MicroRNAs often are repressed in diseases, such as in tissues affected by hypertension. A possible strategy is to increase the level of these microRNAs by introducing so-called microRNA mimics, synthetic double-stranded precursor-microRNA molecules in which one strand is identical to the native microRNA and functions as a guide strand [76]. However, this technology is in its infancy.

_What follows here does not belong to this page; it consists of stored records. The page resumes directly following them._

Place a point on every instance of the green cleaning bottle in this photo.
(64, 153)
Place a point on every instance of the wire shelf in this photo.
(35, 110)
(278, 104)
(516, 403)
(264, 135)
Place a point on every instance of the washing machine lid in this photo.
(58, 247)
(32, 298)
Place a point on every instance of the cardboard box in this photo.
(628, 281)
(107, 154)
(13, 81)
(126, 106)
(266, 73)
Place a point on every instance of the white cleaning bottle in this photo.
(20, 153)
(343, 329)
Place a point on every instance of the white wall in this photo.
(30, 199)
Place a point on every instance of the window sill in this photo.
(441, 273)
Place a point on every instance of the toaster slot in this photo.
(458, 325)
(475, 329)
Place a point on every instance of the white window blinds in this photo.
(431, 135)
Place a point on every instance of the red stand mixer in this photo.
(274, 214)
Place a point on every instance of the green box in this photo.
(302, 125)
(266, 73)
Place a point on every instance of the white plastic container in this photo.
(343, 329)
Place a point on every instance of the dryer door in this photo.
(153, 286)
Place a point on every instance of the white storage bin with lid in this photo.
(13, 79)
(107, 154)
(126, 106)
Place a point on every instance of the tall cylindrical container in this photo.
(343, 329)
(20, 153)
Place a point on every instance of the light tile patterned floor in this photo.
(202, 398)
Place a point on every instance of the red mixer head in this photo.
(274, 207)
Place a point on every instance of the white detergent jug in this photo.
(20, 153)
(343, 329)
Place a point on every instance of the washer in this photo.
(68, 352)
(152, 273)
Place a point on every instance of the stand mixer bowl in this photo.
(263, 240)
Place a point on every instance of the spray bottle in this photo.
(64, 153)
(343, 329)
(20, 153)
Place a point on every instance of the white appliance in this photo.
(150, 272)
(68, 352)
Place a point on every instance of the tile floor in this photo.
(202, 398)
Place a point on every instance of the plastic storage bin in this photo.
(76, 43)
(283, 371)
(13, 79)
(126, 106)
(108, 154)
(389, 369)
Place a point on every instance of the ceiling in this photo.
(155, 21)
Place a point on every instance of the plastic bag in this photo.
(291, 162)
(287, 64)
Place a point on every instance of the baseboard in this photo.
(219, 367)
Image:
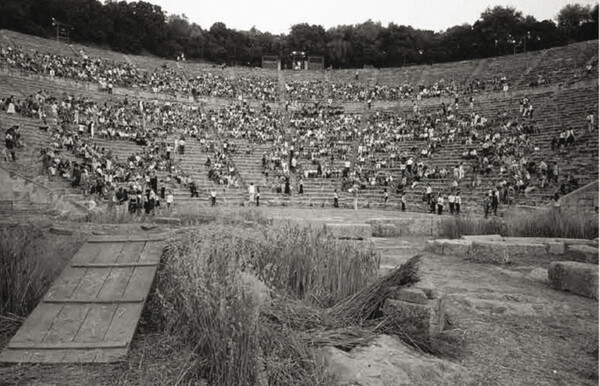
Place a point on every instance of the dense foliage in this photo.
(138, 27)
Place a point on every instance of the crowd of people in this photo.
(388, 151)
(109, 74)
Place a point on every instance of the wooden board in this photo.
(91, 311)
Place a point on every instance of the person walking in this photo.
(457, 203)
(495, 201)
(486, 204)
(440, 203)
(169, 199)
(451, 202)
(403, 201)
(213, 196)
(251, 192)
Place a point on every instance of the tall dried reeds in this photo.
(200, 295)
(22, 279)
(543, 223)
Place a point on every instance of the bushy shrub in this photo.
(22, 278)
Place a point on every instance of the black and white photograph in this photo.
(308, 193)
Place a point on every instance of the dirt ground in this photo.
(516, 329)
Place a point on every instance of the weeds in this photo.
(533, 224)
(22, 278)
(200, 295)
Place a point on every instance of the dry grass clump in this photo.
(308, 264)
(22, 278)
(547, 223)
(321, 292)
(201, 294)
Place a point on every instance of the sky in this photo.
(277, 16)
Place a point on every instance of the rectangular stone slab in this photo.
(578, 278)
(349, 231)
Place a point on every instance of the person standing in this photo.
(495, 201)
(556, 202)
(451, 202)
(213, 196)
(251, 192)
(457, 203)
(169, 199)
(440, 203)
(486, 204)
(403, 201)
(429, 193)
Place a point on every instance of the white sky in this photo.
(276, 16)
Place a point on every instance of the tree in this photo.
(572, 16)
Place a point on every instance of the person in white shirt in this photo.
(251, 192)
(440, 203)
(451, 200)
(213, 196)
(169, 199)
(590, 122)
(457, 203)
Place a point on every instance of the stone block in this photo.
(61, 231)
(435, 246)
(409, 226)
(409, 294)
(582, 253)
(555, 248)
(384, 230)
(349, 231)
(537, 250)
(578, 278)
(457, 247)
(417, 320)
(387, 361)
(167, 220)
(489, 252)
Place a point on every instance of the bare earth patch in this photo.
(516, 329)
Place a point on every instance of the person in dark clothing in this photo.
(193, 189)
(154, 183)
(213, 197)
(495, 202)
(76, 176)
(486, 204)
(403, 201)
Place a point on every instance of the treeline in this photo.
(140, 27)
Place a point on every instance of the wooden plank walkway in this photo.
(90, 313)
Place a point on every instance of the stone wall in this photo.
(584, 199)
(25, 193)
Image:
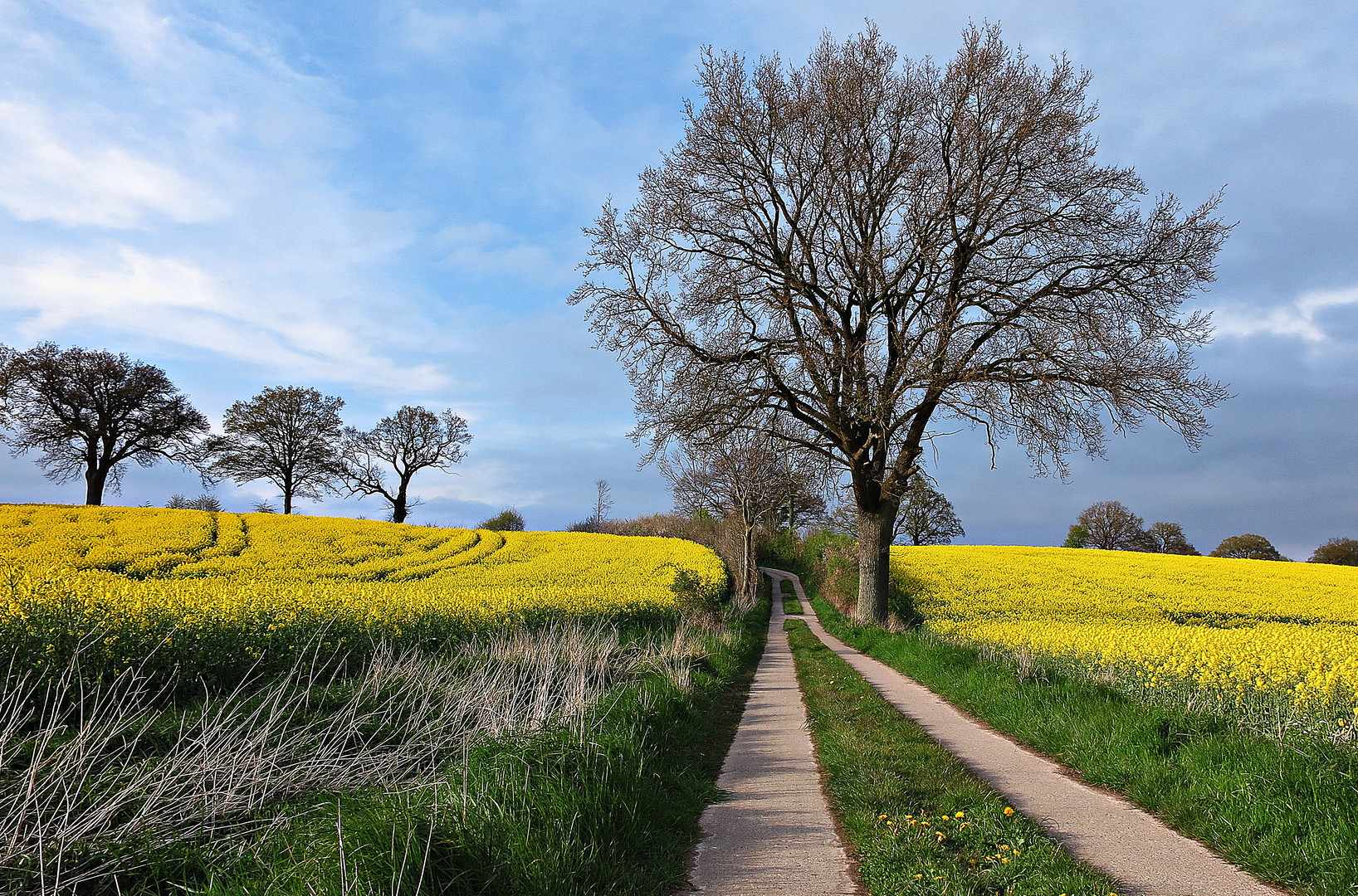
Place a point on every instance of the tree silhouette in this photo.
(405, 443)
(287, 435)
(93, 411)
(868, 245)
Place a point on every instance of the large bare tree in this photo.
(869, 245)
(405, 443)
(93, 411)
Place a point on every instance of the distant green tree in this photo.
(1168, 538)
(1077, 537)
(91, 413)
(1247, 548)
(201, 503)
(1342, 552)
(926, 516)
(508, 520)
(1111, 527)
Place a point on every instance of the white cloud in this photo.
(175, 302)
(491, 249)
(83, 179)
(1300, 318)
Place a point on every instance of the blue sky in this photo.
(384, 200)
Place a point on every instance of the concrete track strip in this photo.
(1097, 829)
(774, 834)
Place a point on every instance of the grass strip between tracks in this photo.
(916, 819)
(1287, 812)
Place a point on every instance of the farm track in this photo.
(1100, 830)
(774, 834)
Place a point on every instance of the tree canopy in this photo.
(1342, 552)
(405, 443)
(1247, 548)
(926, 516)
(90, 413)
(287, 435)
(869, 245)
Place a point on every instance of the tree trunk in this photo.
(95, 480)
(875, 533)
(750, 587)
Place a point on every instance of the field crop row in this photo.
(215, 595)
(1233, 631)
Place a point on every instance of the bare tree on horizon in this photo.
(91, 411)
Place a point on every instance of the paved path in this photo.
(774, 834)
(1100, 830)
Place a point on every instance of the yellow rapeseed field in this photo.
(201, 588)
(1234, 629)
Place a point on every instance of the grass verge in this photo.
(917, 819)
(604, 802)
(1287, 812)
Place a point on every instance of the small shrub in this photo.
(508, 520)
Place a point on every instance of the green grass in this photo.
(603, 804)
(898, 797)
(1287, 812)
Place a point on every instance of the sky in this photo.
(384, 202)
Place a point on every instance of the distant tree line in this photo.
(1110, 526)
(89, 413)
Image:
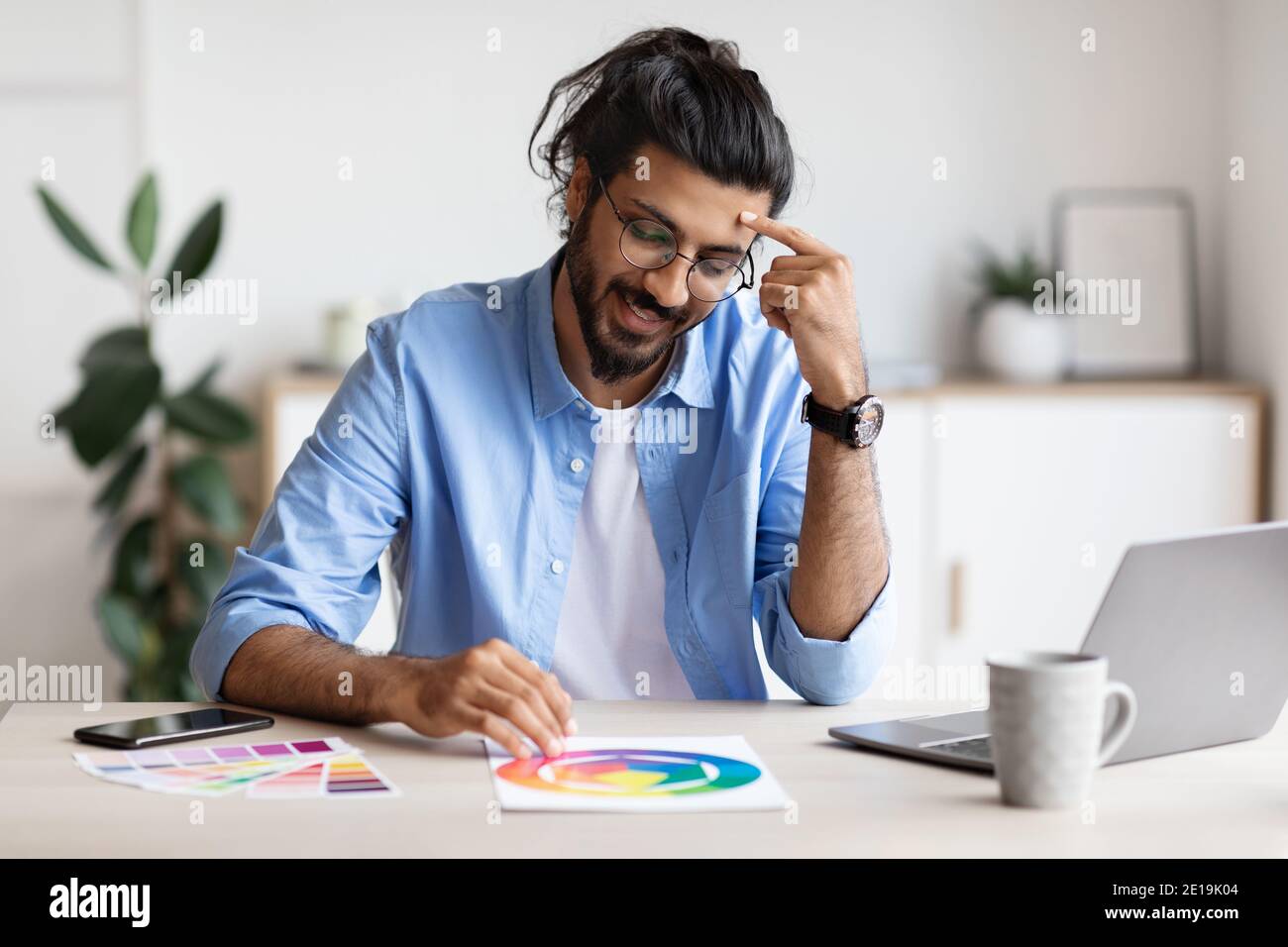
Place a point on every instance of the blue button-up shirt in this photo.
(452, 440)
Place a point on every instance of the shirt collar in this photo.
(552, 390)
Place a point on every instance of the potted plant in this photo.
(168, 557)
(1016, 339)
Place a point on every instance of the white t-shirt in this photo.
(610, 624)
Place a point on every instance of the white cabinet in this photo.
(1019, 502)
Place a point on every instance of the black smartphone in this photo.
(151, 731)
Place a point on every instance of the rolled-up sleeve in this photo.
(822, 671)
(313, 558)
(819, 671)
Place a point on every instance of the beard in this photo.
(616, 354)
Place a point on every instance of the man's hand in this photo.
(485, 689)
(810, 296)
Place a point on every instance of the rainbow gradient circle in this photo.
(630, 772)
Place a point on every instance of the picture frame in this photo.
(1126, 270)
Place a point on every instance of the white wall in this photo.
(1256, 128)
(437, 132)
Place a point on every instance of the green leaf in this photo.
(188, 690)
(111, 402)
(125, 346)
(141, 227)
(209, 416)
(133, 566)
(117, 487)
(123, 626)
(206, 579)
(71, 231)
(204, 484)
(198, 248)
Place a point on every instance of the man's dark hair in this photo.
(678, 90)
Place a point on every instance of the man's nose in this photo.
(669, 283)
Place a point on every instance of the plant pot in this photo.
(1017, 344)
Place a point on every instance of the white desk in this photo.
(1224, 801)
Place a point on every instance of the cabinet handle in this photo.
(956, 583)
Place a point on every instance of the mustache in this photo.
(647, 303)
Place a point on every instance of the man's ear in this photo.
(579, 189)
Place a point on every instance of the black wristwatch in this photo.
(857, 425)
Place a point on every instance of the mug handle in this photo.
(1125, 719)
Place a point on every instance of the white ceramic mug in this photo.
(1046, 715)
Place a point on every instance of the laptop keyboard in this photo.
(977, 749)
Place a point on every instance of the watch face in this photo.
(867, 423)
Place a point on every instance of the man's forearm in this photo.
(842, 544)
(294, 671)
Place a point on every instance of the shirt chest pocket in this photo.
(729, 519)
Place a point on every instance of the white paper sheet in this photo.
(638, 775)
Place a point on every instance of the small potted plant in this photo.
(1018, 339)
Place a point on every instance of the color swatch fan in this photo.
(288, 770)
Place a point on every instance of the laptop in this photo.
(1198, 628)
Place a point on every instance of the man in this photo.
(550, 543)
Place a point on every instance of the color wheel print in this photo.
(630, 772)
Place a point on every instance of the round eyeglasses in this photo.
(647, 244)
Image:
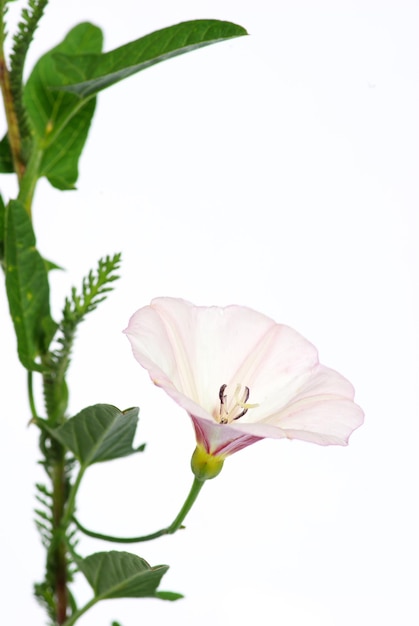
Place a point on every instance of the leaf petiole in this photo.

The development of hypertension offers several targets for microRNA-based therapies (Table 1). One of the most important roles for microRNAs is their contribution to cell differentiation and organ development. Endothelial microRNAs are potential targets to tackle capillary rarefaction and defective angiogenesis. Cell differentiation and dedifferentiation of smooth muscle cells in the vascular wall are crucial mechanisms associated with vascular alterations such as intima thickening in hypertension. MiR-21 could be a potential target in hypertension [61]. Mimics of miR-9 potentially could reverse hypertrophy of the heart or vascular wall owing to the proposed role of miR-9 in hypertrophy [46]. At the renal level, miR-29b, a key regulator of collagen expression, and microRNA mimics may be used to block the development of fibrosis. A novel aspect of microRNAs in hypertension that has not only epidemiologic but also pharmacologic implications are the various polymorphisms located in microRNA binding sites of genes involved in blood pressure regulation and the development of hypertension, such as the RAAS and mineralocorticoid receptors.

Conclusions

In spite of the continuous efforts of the scientific community to understand the pathogenesis of essential hypertension, many aspects at the molecular level remain elusive. The elucidation of molecular processes regulated by microRNAs and the identification of novel microRNA targets in the pathogenesis of hypertension are valuable and exciting strategies that may eventually lead to the development of novel treatments to prevent and reverse the consequences of hypertension.